Hospital officials in the Gaza Strip said Sunday that five people were killed by Israeli forces as they tried to move north and their bodies were taken to Ouda Hospital in the city’s Nuseirat camp in the central Gaza Strip, according to the hospital. According to the department, another 54 people were injured.
The Israeli army made no comment and the exact circumstances of the death remain to be determined.
Anaam Mohammad, who was forced to flee his home from the northern city of Beit Hanoun and was trying to return, said soldiers were letting women and children through, but when a group of Palestinians did not give them room, two tanks arrived and opened fire. . The armed forces also threw smoke bombs to disperse the crowd.
Before Sunday’s riots, crowds of people filled the coastal road and moved north on foot and in donkey carts. Returnees said they were forced to make the dangerous journey because they were fed up with the harsh conditions they had to live in while displaced.
“We want to have our homes. We want to have our lives. We want to go back, whether there is a truce or not,” said Nidhal Khatab, one of those trying to return to the north.
The northern Gaza Strip and the return of its population are a key point of friction between Israel and Hamas in ongoing talks to secure a ceasefire in exchange for the release of hostages taken by the militant group. Israel wants to try to delay the return to prevent militants from regrouping in the north, while Hamas says it wants a free flow of returnees.

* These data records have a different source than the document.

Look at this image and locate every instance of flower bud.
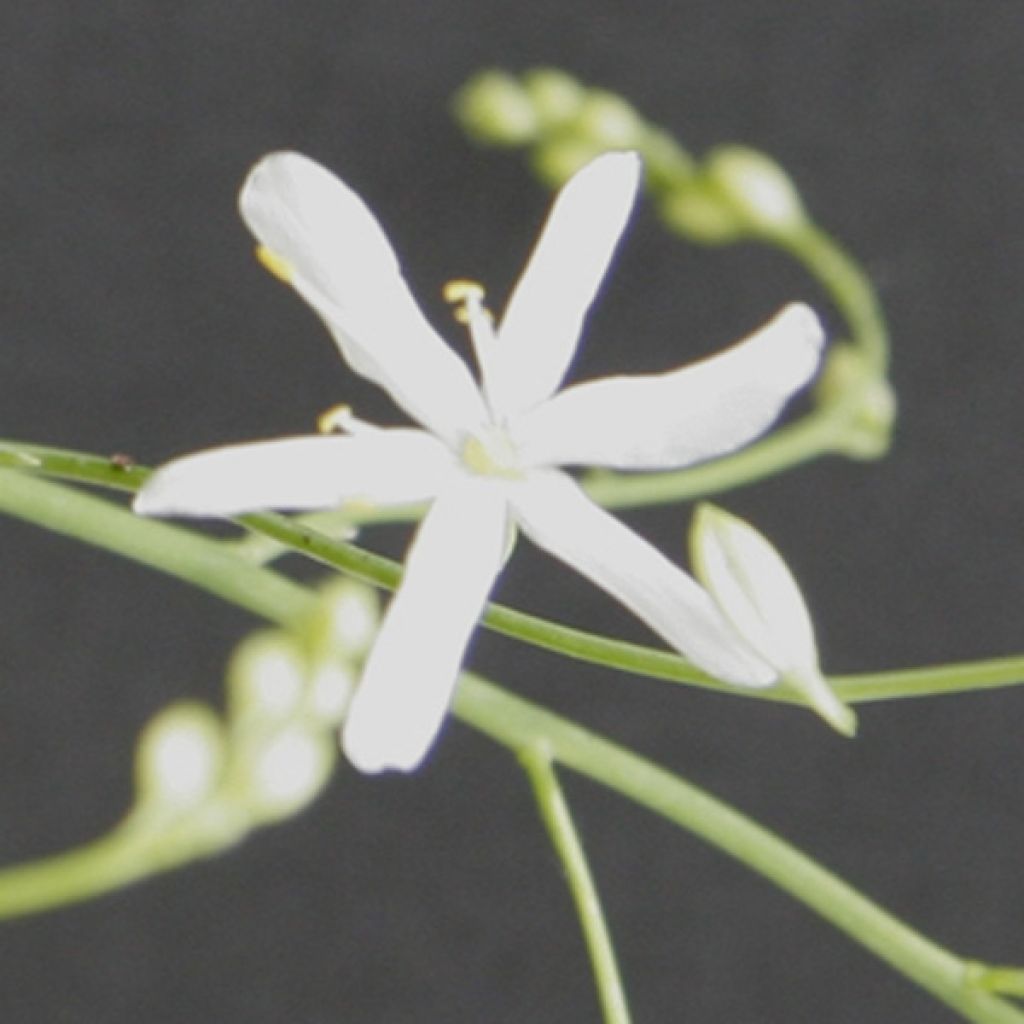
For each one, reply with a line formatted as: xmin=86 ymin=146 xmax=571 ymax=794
xmin=240 ymin=726 xmax=336 ymax=823
xmin=453 ymin=71 xmax=539 ymax=146
xmin=135 ymin=702 xmax=225 ymax=810
xmin=529 ymin=136 xmax=606 ymax=188
xmin=815 ymin=345 xmax=896 ymax=459
xmin=522 ymin=68 xmax=587 ymax=129
xmin=704 ymin=146 xmax=807 ymax=237
xmin=307 ymin=661 xmax=356 ymax=727
xmin=658 ymin=188 xmax=745 ymax=245
xmin=575 ymin=91 xmax=644 ymax=149
xmin=312 ymin=578 xmax=380 ymax=662
xmin=227 ymin=630 xmax=305 ymax=725
xmin=690 ymin=504 xmax=856 ymax=737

The war has had a devastating impact on Gaza’s civilian population, with most of the territory’s 2.3 million residents displaced by the fighting and living in harsh conditions, with little food and often in tents, with no end in sight to your suffering. Large areas of the urban landscape were damaged or destroyed, leaving many displaced Palestinians with nowhere to return.

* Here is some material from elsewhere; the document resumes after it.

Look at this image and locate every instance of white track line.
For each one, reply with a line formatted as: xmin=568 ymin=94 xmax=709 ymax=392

Six months of fighting in Gaza have plunged the small Palestinian territory into a humanitarian crisis, leaving more than a million people on the brink of starvation.

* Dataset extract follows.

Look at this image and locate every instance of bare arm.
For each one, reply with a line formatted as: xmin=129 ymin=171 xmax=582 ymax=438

The conflict began on October 7 when Hamas killed 1,200 Israelis, most of them civilians, in a surprise attack in southern Israel. About 250 people were taken hostage by the militants and taken to Gaza. The November deal freed about 100 hostages and left about 130 captives, although Israel says about a quarter of them are dead.
Israeli bombing and ground offensives in the Gaza Strip have killed more than 33,700 Palestinians and injured more than 76,200, according to Gaza’s health ministry. The ministry does not differentiate between civilians and combatants in its calculations, but says women and children account for two-thirds of the dead.
Israel claims to have killed more than 12,000 militants during the war, but has provided no evidence to support that claim.